Mas Carmen Miranda como Mademoiselle Fifi… Uma chanteuse sensual, cantando canções em inglês cheias de palavras em francês, caminhando entre as mesas do nightclub de Nova York fazendo charme provocativo à la Marlene Dietrich para os fregueses, mostrando as coxas na abertura tentadora dos vestidos longos – ah, meu… Que fantástico! Que coisa sensacional!

Na verdade, não são apenas dois os “papéis” de Carmen Miranda neste Copacabana. Porque, além da Brazilian Bombshell e da chanteuse française, há momentos em que a vemos como a cantora brasileira que tenta a sorte na Big Apple, a noiva do artista performático e agente Lionel Devereaux, o papel de Groucho. Temos então a oportunidade de ver Carmen Miranda como ela é, sem estar incorporando a persona da exuberante e exótica cantora tropical.
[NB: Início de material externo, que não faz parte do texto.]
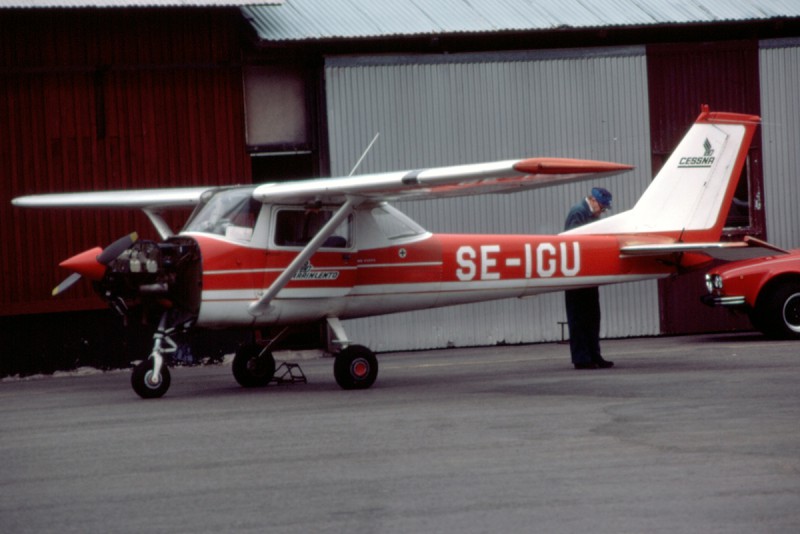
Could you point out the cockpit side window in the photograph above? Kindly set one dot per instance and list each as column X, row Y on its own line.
column 231, row 213
column 295, row 228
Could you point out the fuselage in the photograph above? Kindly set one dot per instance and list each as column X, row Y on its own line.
column 424, row 271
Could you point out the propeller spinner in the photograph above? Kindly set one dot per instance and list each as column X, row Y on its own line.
column 92, row 263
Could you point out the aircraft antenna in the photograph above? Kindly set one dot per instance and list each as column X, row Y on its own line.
column 364, row 155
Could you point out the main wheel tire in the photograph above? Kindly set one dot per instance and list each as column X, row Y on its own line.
column 253, row 366
column 140, row 380
column 779, row 311
column 355, row 367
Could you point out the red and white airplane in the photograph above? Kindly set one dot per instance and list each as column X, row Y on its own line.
column 332, row 248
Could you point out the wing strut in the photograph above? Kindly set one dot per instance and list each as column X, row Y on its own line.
column 261, row 305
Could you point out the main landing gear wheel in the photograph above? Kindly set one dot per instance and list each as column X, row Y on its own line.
column 355, row 367
column 253, row 366
column 142, row 383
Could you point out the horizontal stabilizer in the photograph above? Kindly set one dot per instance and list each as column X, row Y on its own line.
column 732, row 251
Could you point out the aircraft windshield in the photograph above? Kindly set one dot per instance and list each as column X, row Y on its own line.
column 230, row 212
column 395, row 224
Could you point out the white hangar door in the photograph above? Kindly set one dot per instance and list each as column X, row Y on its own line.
column 462, row 108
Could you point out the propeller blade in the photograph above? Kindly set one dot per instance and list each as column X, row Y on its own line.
column 112, row 251
column 66, row 284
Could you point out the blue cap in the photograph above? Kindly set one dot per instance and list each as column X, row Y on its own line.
column 602, row 196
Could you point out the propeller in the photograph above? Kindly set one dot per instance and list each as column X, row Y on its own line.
column 92, row 263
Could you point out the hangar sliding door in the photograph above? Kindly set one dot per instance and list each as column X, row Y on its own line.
column 462, row 108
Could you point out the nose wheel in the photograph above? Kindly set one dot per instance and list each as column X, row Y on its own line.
column 148, row 384
column 355, row 367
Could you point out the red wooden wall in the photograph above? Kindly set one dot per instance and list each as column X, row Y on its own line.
column 107, row 99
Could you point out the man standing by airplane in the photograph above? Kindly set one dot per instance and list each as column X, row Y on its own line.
column 583, row 305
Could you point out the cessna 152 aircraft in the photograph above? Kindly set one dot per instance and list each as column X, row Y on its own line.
column 329, row 249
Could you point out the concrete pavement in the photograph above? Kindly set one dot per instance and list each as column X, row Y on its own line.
column 685, row 434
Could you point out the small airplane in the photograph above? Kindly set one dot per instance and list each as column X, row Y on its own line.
column 328, row 249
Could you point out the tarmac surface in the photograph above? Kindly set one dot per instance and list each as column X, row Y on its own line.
column 684, row 434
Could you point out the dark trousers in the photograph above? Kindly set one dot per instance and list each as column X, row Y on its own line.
column 583, row 317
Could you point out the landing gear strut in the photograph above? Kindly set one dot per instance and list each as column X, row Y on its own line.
column 151, row 378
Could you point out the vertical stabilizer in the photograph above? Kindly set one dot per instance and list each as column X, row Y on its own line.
column 689, row 198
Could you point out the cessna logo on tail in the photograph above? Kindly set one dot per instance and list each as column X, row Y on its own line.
column 704, row 161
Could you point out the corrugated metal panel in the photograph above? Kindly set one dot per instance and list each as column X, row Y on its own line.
column 44, row 4
column 780, row 131
column 312, row 19
column 480, row 107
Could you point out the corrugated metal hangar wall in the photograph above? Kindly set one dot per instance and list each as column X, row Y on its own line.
column 779, row 64
column 461, row 108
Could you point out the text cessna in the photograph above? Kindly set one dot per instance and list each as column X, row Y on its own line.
column 544, row 260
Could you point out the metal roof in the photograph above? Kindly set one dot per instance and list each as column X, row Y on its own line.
column 314, row 19
column 49, row 4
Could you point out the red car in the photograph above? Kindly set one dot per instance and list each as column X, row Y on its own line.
column 767, row 289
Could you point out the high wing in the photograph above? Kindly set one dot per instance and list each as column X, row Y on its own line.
column 136, row 198
column 458, row 180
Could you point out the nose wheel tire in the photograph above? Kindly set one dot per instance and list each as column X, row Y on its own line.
column 253, row 366
column 141, row 380
column 355, row 368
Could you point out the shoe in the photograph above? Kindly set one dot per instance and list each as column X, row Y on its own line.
column 603, row 364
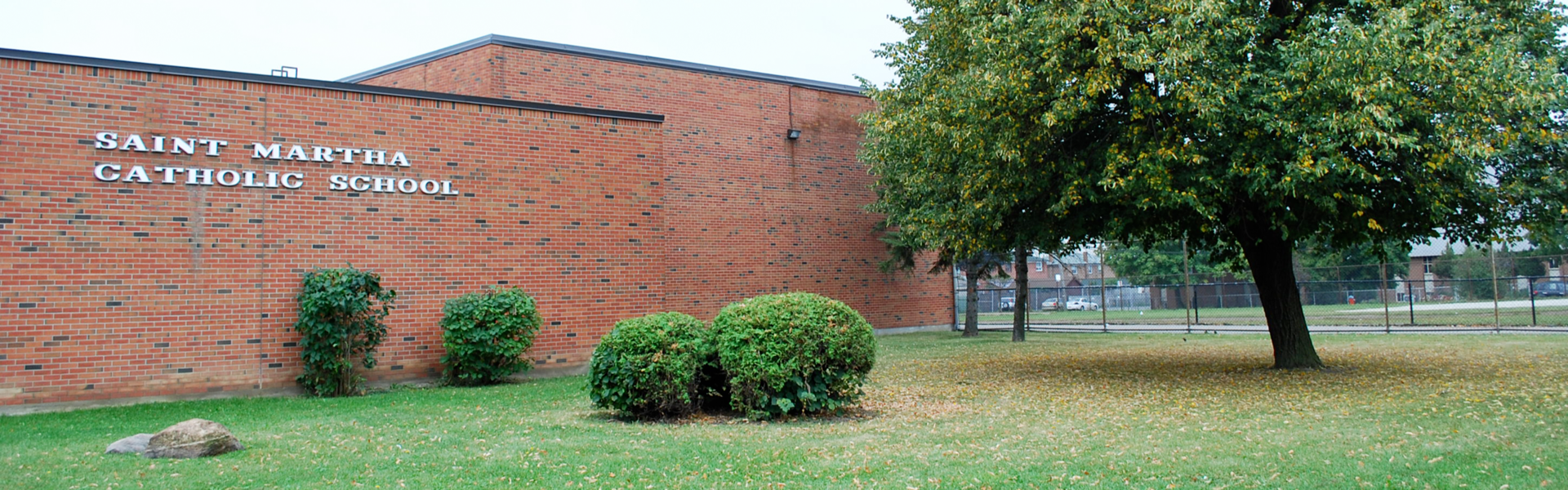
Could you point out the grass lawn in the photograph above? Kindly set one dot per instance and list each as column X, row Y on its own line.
column 941, row 412
column 1319, row 314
Para quem gosta de Carmen Miranda, é um prazer obrigatório ver este filme. Para quem já ouviu falar vagamente nela, é uma chance maravilhosa de conhecê-la.

Que estrela, que Notável Bombshell, meu Deus do céu e também da Terra!

   O título não se refere à praia, e sim ao nightclub

O Copacabana do título do filme dirigido por Alfred E. Green (1889-1960) não é a Princesinha do Mar, e sim o nome do nightclub – inspirado nela, claro – famosérrimo de Nova York, inaugurado em novembro de 1940, no número 10 East da 60th Street. Ali, e em endereços para onde se mudaria, artistas como Jimmy Durante, Jackie Gleason e Jerry Lewis, entre dezenas de outros, se apresentaram para platéias que lotavam suas mesas todas as noites. Lendário, badalado, serviu também como locação para diversos filmes de Hollywood ao longo de décadas e décadas. como – além deste CopacabanaTouro Indomável/Raging Bull (1980), Os Bons Companheiros/Goodfellas (1990), Tootsie (1982), O Pagamento Final/Carlito’s Way (1993), Uma Vida Sem Limites/Beyond the Sea (2004)…

Boa parte da ação de Copacabana se passa dentro do nightclub – no gigantesco salão com o amplo palco e as dezenas de mesas sempre lotadas e nos camarins dos artistas.

E aqui é necessário um resumo da história. É obrigatório haver um resumo da história – mesmo que ela seja um tanto tresloucada e/ou confusa como a criada por László Vadnay. Eu teria imensa dificuldade para resumir a coisa, e então tomo emprestadas umas duas sinopses escritas por outros.

O IMDb mata a questão em uma única frase: “Um agente faz com que sua única cliente se passe por uma chanteuse francesa e uma Brazilian bombshell para enganar o dono de um nightclub”.

Cacete! Vá ser sintético assim no Cinéguide!

O Cinéguide, belo guia com 18 mil títulos, é a obra que consegue fazer as sinopses mais curtas que já vi na vida. Fui atrás de Copacabana lá, mas o filme não consta do guia. Pena.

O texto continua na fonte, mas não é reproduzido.